Secondly, it may be helpful to find an outlet for the emotion so that it doesn't take over. It's important to remember that we should not be controlled by our emotions.
Once we have released our emotions, we can then allow our reason, opinions, and expectations to come into play, which should help to calm the emotions down.
Finally, I would like to discuss the issue of finding an outlet for emotional release. Some people may choose to internalize their emotions by repressing them, but this may not be the most effective long-term solution. It's important to recognize that negative emotions may resurface if not properly addressed. Similarly, while expressing one's emotions in a heated moment can be cathartic, it can also lead to unintended consequences for the person on the receiving end.
How might we best help our emotions find a suitable outlet for release?
It may be helpful to accept your emotions, whether they are sad, helpless, or jealous or angry.
Secondly, it would be helpful to consider how you feel about these feelings. For instance, I feel jealous and I also feel somewhat powerless and worthless about my jealousy.
It would be helpful to consider your perspective on the feeling. For example, I work very hard and believe I deserve attention.
If I might also express my expectations, I would like to be taken seriously by everyone.

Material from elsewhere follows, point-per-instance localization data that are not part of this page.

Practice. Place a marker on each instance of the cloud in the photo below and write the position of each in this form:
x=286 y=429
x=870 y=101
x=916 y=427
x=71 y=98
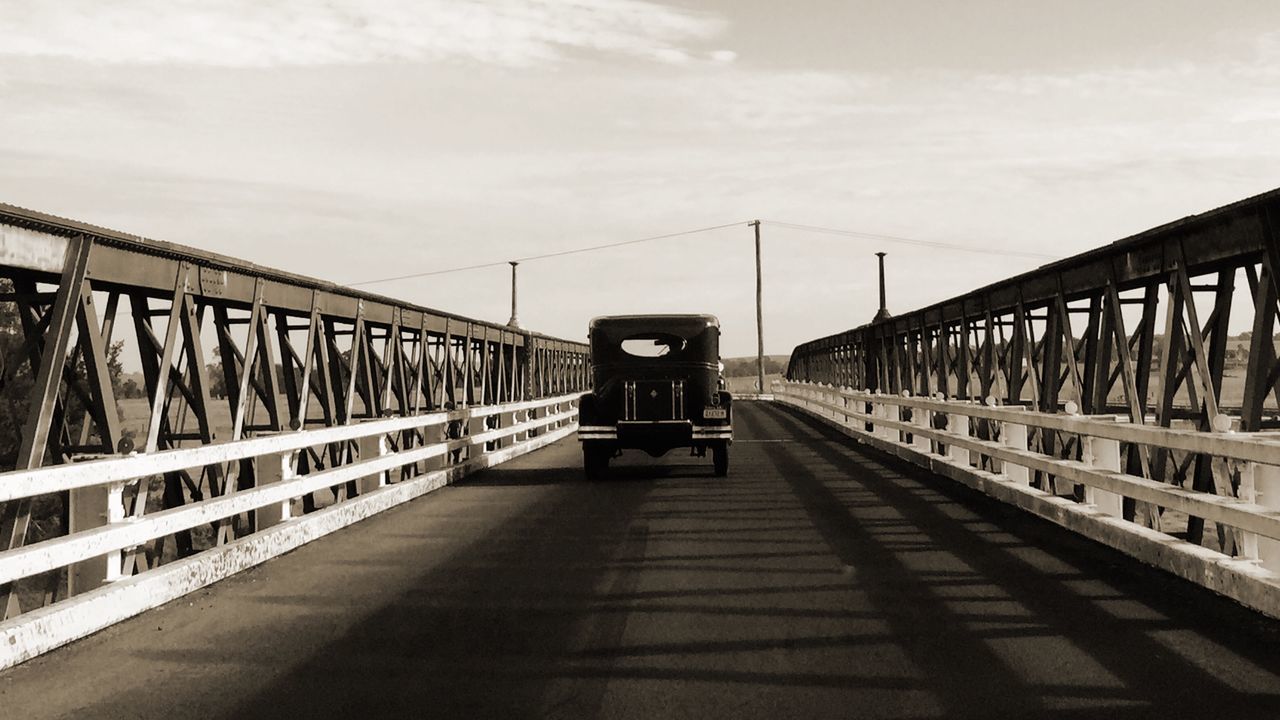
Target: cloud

You may find it helpful to relate things to what happened to you. This can help you understand why you feel the way you do, and why your opinions and desires are not aligned.
Then you can decide if your point of view is correct. For example, I tried hard, but others may not necessarily be able to see it, which is understandable. You might like to consider becoming more open.
Additionally, other methods such as non-violent communication, exercise, laughter, shouting, and so on, can be helpful in releasing emotions. The host can consider trying these approaches.
It would be wonderful if the poster could accept himself and be happy.


Comments
Some people might find that expressing their emotions acts as a release valve, allowing them to vent and process what they're feeling. Once the intense emotions are out, they feel lighter and more at peace, leading to a phase of emotional stability.
It could be that those who have an outlet for their emotions understand the importance of not bottling things up. By letting it all out, whether through talking, writing, or art, they clear their mental space, which can result in a calmer state afterwards.
Perhaps the act of releasing emotions is like cleaning out a cluttered room; once the mess is gone, there's room for calmness and clarity. People who experience this may simply be better at acknowledging and dealing with their feelings in a healthy way.
Emotional expression can serve as a form of catharsis, where after the storm of emotion, there's a serene aftermath. This could be because such individuals have learned to harness their emotional responses constructively, resulting in a period of balance.
For some, having an outlet means they engage in reflective practices that help them make sense of their feelings. After the initial wave of emotion, reflection brings insight and understanding, ushering in a time of emotional steadiness.